Budidaya   Anggrek

 

         Anggrek merupakan sebuah hasil hutan non kayu ,selain itu anggrek merupakan tanaman hias yang banyak diminati masyarakat karena saat ini tanaman ini mulai langka , yang disebabkan oleh alih fungsi hutan menjadi lahan lahan pertanian, perkebunan dan juga pemukiman.

           Kegiatan pembudidayaan anggrek dapat dilakukan secara vegetative, generative , maupun kultur jaringan yang banyak dikembangkan saat ini . untuk saat ini karna semakin  berkembangnya teknologi  kultur jaringan dianggap paling efektif dalam pembudidayaan anggrek .

           Potensi usaha yang bisa digali dan dikembangkan dari tanaman anggrek ini ada 4 (empat jenis) yaitu; usaha pembibitan (perbanyakan), usaha pembesaran, usaha perdagangan dan ekspor.
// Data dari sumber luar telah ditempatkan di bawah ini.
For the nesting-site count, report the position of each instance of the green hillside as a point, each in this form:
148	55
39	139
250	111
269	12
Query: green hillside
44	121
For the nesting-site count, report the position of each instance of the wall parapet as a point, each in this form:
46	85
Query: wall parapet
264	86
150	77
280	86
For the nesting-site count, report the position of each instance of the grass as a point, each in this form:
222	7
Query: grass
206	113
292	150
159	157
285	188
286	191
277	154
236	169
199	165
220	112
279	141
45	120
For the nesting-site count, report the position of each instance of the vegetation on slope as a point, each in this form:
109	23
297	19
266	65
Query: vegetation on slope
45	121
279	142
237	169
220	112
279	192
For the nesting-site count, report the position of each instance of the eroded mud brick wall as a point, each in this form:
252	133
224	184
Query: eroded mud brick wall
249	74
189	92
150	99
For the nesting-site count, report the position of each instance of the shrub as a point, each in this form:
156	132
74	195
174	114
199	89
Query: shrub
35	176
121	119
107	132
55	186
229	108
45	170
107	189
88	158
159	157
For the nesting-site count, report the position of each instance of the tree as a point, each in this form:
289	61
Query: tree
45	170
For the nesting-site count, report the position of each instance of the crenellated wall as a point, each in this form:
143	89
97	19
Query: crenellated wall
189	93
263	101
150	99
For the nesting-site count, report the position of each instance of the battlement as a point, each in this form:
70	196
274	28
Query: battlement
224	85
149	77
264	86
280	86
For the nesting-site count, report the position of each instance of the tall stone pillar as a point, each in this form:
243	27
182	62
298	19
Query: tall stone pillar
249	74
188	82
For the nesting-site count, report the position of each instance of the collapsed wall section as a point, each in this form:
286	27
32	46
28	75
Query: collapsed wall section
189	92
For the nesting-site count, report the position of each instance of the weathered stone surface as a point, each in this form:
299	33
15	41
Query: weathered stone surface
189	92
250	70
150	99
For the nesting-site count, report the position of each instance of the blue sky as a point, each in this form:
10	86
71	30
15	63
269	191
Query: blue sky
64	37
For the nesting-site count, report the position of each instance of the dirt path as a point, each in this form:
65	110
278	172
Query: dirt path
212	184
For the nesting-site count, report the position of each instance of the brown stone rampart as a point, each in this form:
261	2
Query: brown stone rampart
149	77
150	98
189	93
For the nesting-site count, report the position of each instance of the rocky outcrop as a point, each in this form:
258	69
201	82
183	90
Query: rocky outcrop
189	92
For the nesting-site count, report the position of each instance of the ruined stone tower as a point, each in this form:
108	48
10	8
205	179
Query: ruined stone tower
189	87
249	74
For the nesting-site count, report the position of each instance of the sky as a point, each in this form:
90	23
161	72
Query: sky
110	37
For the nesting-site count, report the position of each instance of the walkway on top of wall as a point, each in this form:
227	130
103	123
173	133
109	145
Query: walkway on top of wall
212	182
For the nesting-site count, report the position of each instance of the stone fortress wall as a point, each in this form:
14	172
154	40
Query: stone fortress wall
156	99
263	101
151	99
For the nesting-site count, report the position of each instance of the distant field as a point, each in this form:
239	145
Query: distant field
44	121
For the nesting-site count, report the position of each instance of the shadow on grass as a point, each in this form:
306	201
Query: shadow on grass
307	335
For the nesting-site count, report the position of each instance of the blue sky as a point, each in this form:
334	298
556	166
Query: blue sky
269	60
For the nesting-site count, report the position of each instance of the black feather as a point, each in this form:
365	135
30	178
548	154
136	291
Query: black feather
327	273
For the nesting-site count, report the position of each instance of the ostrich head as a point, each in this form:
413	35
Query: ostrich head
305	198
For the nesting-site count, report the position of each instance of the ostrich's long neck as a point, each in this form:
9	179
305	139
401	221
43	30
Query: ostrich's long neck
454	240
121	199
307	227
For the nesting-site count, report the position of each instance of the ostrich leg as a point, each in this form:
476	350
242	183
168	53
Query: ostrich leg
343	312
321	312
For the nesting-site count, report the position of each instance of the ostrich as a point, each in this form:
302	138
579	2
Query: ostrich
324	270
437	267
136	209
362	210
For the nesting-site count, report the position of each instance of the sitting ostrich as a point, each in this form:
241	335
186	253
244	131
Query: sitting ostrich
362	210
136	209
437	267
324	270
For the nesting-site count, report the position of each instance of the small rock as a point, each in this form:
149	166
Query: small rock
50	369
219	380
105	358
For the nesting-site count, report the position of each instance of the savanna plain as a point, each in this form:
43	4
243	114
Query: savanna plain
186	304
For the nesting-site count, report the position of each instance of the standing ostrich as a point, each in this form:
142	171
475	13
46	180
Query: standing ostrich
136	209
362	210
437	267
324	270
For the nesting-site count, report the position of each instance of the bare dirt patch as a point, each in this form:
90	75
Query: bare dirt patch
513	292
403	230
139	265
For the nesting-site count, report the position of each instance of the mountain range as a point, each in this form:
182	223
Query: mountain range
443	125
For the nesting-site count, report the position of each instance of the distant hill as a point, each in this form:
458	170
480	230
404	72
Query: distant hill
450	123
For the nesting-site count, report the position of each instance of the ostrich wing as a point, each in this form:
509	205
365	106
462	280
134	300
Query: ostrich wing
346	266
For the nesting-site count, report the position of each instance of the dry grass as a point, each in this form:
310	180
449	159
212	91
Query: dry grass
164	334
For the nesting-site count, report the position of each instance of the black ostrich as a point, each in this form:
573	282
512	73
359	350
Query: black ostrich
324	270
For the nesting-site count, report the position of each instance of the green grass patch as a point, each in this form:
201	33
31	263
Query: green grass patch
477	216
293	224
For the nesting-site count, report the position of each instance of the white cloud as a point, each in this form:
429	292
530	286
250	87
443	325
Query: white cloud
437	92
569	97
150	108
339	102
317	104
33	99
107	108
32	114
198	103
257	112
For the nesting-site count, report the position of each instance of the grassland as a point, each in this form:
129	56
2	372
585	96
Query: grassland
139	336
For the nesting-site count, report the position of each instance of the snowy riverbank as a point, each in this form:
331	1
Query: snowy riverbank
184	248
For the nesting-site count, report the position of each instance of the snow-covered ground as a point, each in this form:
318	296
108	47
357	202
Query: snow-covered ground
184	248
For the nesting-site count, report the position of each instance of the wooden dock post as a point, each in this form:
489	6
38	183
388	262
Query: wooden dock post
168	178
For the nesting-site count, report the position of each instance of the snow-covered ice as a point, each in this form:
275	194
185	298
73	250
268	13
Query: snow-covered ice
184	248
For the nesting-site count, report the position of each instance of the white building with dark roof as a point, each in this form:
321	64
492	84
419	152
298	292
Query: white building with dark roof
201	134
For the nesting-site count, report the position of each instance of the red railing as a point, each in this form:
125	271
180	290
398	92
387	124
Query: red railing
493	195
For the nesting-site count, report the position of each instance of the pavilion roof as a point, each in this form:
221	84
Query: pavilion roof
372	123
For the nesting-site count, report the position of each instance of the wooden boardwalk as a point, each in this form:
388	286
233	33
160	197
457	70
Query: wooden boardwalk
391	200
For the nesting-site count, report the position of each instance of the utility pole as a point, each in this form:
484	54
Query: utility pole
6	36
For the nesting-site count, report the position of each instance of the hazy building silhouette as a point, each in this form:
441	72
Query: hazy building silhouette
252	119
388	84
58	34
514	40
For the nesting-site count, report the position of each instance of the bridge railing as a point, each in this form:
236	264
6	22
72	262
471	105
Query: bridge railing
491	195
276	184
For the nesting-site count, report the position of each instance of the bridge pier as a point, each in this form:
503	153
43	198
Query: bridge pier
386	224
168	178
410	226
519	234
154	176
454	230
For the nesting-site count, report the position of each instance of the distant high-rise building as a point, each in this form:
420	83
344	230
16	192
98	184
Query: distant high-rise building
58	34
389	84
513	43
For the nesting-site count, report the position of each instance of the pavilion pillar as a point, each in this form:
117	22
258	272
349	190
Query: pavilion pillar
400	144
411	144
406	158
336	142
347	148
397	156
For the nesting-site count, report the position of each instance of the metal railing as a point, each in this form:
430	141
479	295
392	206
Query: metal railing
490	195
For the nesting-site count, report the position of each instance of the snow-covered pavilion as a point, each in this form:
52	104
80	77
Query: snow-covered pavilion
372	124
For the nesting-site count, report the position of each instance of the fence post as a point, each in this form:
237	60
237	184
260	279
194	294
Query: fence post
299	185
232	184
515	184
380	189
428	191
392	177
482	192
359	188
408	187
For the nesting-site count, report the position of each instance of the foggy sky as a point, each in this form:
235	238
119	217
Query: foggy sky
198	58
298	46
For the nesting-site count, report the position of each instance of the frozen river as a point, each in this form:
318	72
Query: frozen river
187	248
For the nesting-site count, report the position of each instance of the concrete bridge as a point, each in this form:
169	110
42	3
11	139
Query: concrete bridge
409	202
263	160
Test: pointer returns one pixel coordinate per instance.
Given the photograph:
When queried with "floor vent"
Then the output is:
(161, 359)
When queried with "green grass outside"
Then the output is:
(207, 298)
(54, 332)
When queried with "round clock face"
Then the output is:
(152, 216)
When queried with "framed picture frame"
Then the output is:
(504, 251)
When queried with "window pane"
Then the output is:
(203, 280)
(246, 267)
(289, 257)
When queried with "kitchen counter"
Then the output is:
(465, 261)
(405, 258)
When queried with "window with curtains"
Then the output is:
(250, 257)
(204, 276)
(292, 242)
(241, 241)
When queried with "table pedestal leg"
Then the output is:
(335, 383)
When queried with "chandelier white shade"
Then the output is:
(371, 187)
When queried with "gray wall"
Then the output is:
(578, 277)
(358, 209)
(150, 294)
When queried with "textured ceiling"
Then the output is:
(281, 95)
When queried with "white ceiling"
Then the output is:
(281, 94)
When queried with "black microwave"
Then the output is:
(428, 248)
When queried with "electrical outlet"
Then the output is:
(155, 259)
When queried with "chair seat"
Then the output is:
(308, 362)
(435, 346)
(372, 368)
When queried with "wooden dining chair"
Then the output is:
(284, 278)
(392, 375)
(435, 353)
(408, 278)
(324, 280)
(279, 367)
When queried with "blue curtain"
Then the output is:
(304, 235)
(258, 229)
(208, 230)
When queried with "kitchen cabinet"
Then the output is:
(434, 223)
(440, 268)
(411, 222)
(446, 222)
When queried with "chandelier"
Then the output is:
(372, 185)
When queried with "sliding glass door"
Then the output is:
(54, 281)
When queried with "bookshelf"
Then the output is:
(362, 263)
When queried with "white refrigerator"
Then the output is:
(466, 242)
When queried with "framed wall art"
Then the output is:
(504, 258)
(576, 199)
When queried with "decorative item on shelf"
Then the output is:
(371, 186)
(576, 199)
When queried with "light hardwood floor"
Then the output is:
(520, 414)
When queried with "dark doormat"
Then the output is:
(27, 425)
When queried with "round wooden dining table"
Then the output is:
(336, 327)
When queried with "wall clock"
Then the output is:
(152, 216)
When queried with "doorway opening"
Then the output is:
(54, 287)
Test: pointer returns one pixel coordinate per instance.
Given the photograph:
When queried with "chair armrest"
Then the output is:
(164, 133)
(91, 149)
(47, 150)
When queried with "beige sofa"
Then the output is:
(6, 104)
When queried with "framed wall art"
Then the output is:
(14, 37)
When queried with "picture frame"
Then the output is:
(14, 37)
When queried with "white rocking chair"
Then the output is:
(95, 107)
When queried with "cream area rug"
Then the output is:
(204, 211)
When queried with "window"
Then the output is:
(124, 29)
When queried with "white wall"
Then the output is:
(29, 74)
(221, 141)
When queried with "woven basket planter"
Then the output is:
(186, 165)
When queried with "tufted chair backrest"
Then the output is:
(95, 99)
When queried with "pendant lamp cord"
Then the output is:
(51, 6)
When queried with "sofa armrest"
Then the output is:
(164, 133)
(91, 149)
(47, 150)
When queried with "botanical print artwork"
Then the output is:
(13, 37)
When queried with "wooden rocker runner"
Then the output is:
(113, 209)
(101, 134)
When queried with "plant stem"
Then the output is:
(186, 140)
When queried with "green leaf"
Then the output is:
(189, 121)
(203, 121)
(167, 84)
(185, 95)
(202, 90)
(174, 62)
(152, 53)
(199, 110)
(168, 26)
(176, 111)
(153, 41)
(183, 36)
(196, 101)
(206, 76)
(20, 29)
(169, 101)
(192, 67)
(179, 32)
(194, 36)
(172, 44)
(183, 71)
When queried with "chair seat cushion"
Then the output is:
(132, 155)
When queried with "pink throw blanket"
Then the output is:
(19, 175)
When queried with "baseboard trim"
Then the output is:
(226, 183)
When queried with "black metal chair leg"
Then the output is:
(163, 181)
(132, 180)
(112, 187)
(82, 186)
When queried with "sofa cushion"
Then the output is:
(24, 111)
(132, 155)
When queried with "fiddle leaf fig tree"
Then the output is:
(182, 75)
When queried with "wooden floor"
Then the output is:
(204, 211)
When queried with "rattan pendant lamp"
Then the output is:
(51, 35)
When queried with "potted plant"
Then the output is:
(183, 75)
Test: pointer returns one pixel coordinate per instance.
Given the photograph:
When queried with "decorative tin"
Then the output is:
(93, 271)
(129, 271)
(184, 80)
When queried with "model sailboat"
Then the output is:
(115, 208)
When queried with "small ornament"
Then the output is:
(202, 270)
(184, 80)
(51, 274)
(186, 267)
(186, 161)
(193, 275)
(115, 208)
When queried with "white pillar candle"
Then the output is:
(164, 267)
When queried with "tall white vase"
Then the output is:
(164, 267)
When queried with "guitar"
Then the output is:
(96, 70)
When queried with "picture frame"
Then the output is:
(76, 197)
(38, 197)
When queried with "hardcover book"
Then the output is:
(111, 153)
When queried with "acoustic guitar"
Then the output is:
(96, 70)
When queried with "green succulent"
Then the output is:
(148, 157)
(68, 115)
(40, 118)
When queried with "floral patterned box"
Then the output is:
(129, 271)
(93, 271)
Pengembangan tanaman hias anggrek dalam program ini dijalankan melalui dua pola usaha yaitu : pola usaha pembibitan tanaman dan pola usaha perbanyakan dan pengembangan anggrek.         

             Kemitraan yang terjalin dalam kegiatan ini adalah penyediaan sumber indukan oleh nurseri dan para kelompok tani dan selanjutnya hasil perbanyakan dan pembesaran akan dipasarkan kembali oleh nurseri dan kelompok tani. Dengan kemitraan ini diharapkan usaha produksi tanaman hias anggrek dapat memenuhi kebutuhan pasar baik lokal , maupun secara nasional tanpa merugikan atau menjadi pesaing bagi nurseri dan kelompok tani yang lain

Bumdes Usaha Makmur memiliki 13 Greenhouse anggrek yang dikelola oleh masyarakat umum. Namun mayoritas petani anggrek berada di Dusun Sukodadi. Karena awal mula yang mengelola anggrek adalah salah satu warga dusun Sukodadi hingga akhirnya dikembangkan menjadi 13 greenhouse dan 1 greenhouse lagi masih masa pembangunan .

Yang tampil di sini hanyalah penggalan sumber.